Schumpeter y Keynes son a menudo contrastados políticamente, con Schumpeter siendo retratado como el "conservador" y Keynes como el "radical". Lo contrario es más bien lo correcto. Los puntos de vista políticos de Keynes eran muy similares a lo que ahora llamamos "neoconservadurismo". Su teoría tuvo sus orígenes en su apego apasionado al libre mercado y en su deseo de mantener a los políticos y a los gobiernos fuera de él. Schumpeter, por el contrario, tenía serias dudas sobre el mercado libre. Pensaba que un "monopolio inteligente" -el sistema americano de Bell Telephone, por ejemplo- tenía mucho que recomendarse. Podría permitirse adoptar una perspectiva a largo plazo en lugar de verse obligado a pasar de una transacción a otra por razones de conveniencia a corto plazo. Su mejor amigo durante muchos años fue el más radical y más doctrinario de los socialistas de izquierda de Europa, el austriaco Otto Bauer, que, aunque era incondicionalmente anticomunista, era aún más anticapitalista. Y Schumpeter, aunque nunca estuvo cerca de ser socialista, sirvió durante 1919 como ministro de finanzas en el único gobierno socialista de Austria en el período de entreguerras. Schumpeter siempre sostuvo que Marx había estado totalmente equivocado en cada una de sus respuestas. Pero aún así se consideraba hijo de Marx y lo tenía en mayor estima que cualquier otro economista. Por lo menos, así lo argumentó, Marx hizo las preguntas correctas, y para Schumpeter las preguntas eran siempre más importantes que las respuestas.

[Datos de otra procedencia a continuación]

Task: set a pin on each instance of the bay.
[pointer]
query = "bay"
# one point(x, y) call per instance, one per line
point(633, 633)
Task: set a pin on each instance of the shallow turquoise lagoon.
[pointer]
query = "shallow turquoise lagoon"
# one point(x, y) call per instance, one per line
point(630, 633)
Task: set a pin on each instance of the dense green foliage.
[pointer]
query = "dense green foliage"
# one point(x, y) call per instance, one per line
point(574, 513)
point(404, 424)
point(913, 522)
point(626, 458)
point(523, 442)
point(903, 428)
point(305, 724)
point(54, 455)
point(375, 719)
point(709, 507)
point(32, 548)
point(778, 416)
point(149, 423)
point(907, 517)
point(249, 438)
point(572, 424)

Las diferencias entre Schumpeter y Keynes son mucho más profundas que los teoremas económicos o las opiniones políticas. Ambos veían una realidad económica diferente, se ocupaban de problemas diferentes y definían la economía de manera muy diferente. Estas diferencias son muy importantes para comprender el mundo económico actual. Keyned, por todo lo que rompió con la economía clásica, operó enteramente dentro de su marco. Era un hereje más que un infiel. La economía, para Keynes, fue el equilibrio económico de las teorías de Ricardo de 1810, que dominaron el siglo XIX. Esta economía trata de un sistema cerrado y un sistema estático. La pregunta clave de Keynes era la misma que habían hecho los economistas del siglo XIX: "¿Cómo se puede mantener una economía en equilibrio y estasis?"

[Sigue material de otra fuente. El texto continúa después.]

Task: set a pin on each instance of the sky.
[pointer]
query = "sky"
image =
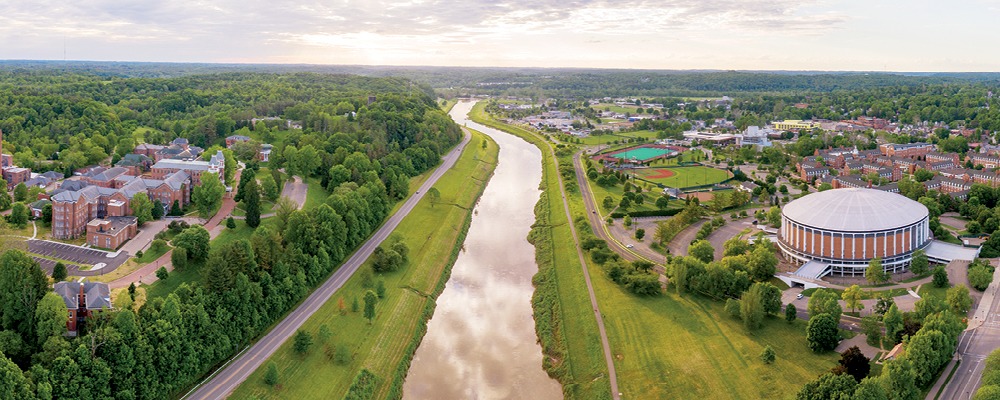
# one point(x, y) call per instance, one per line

Para Keynes, los principales problemas de la economía son la relación entre la "economía real" de bienes y servicios y la "economía simbólica" del dinero y el crédito; la relación entre los individuos y las empresas y la "macroeconomía" del Estado-nación; y, por último, si la producción (es decir, la oferta) o el consumo (es decir, la demanda) constituyen la fuerza motriz de la economía. En este sentido, Keynes estaba en línea directa con Ricardo, John Stuart Mill, los "austriacos" y Alfred Marshall. Por mucho que difirieran de lo contrario, la mayoría de estos economistas del siglo XIX, y eso incluye a Marx, habían dado las mismas respuestas a estas preguntas: La "economía real" controla, y el dinero es sólo la "voluntad de las cosas", determina la microeconomía de los individuos y las empresas, y el gobierno puede, en el mejor de los casos, corregir pequeñas discrepancias y, en el peor, crear dislocaciones; y los controles de la oferta, con la demanda en función de ella.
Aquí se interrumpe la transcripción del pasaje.